Diferentes as mentiras são, mas cascata é cascata. Em algum plano, não é impossível que a popularidade de uma crendice bobinha como a que situa a origem de forró no inglês “for all” tenha aberto caminho para o kit gay.

Ou a crendice não será tão bobinha assim? Haveria implicações, digamos, cívicas na subordinação do próprio nome de uma manifestação cultural tão brasileira ao inglês? Forró é forma reduzida de forrobodó, “baile popular”, termo de origem nebulosa nascido no século 19. 

Às vezes a lenda dá muita bandeira de ideológica. Como a história comprada por gente à beça, inclusive professores, de que a palavra aluno, de origem latina, queria a princípio dizer “sem luz” —motivo pelo qual deve ser evitada.

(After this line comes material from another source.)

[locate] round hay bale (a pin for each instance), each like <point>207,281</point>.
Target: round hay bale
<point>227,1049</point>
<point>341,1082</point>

Trata-se de uma patranha que teria sido fácil evitar: bastaria ir ao dicionário. O latim “alumnus” carrega o sentido primeiro de criança de peito, e o de discípulo por extensão. Brotou do verbo “alere”, nutrir, alimentar.

Tem bastante mérito a visão pedagógica do aluno como alguém que, longe de ser um espaço vazio a ser preenchido pelo mestre, tem coisas a ensinar, além de aprender. Ninguém precisa pagar o mico de propagar um erro grosseiro para defender tal ideia.

Eu disse ali em cima que o romantismo etimológico não tem valor para a etimologia, mas cabe uma ressalva: em determinados casos, tem sim.

Um mal-entendido pode se incorporar a uma palavra de tal forma que acabe influindo em seu desenvolvimento. Chama-se a isso etimologia popular.

O caso clássico é o que transformou o francês antigo “forest” (do latim tardio “forestis”) em floresta. O romântico compareceu imaginando que a palavra para designar bosque ou mata tivesse algo a ver com “flor”. Não tinha, mas passou a ter.